Since the focus-patternns, in PLN, are just predicates (e.g. AndLinks
or OrLinks, possibly nested), one can do an analogue of MLN weight
learning via backward chaining on the focus-patterns.  However, this
must be done well, to actually account for dependencies among the
focus-patterns.  In the new PLN design this will involve many cycles
of

-- backward chain on the focus patterns

-- forward chain on the Atoms that got high STI via being useful in
the backward chaining on the focus patterns

These cycles will have to do a good job of accounting for dependencies
among the focus patterns.

In essence, this *should* be accomplished automagically by the new PLN
design, via having a constant stream of STI directed to the focus
patterns, so that the focus patterns have constantly high STI and are
frequently chosen for backward chaining.

3)
Once the focus-patterns have confident truth values, incorporating
their interpendences across the available data effectively, then to
find the "most likely world" consistent with the data and the
focus-patterns, one does a bunch of forward chaining inference,
ensuring that the implications of the focus-patterns spread throughout
the Atomspace.

4)
Finally, at this point, querying PLN is analogous to querying MLN

...

A few more notes..

-- As the above should make clear "being MLN-like", for PLN, basically
consists of a specialized control mechanism that mines some patterns
and then focuses on the implication these patterns, collectively, have
for the rest of the Atomspace

-- Unlike in MLN, where the rule weights are something weirder than
probabilities, in PLN the focus patterns are given probabilistic truth
values just like everything else....  This seems much more elegant.

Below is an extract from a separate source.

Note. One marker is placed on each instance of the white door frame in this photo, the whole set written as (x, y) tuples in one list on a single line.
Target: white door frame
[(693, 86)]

-- PLN seems innately more scalable than MLN on an algorithmic level.
E.g. Tuffy is a pretty good MLN implementation, but the runtime for
weight learning utterly blows up when you put in hundreds of thousands
of relationships as evidence ... and Gibbs sampling is also
intrinsically slow.   Felix works around this via integrating MLN with
specialized problem solvers like logistic regression in an interesting
way, but this becomes pretty problem-specific.

-- Ben


-- 
Ben Goertzel, PhD
http://goertzel.org

"In an insane world, the sane man must appear to be insane". -- Capt.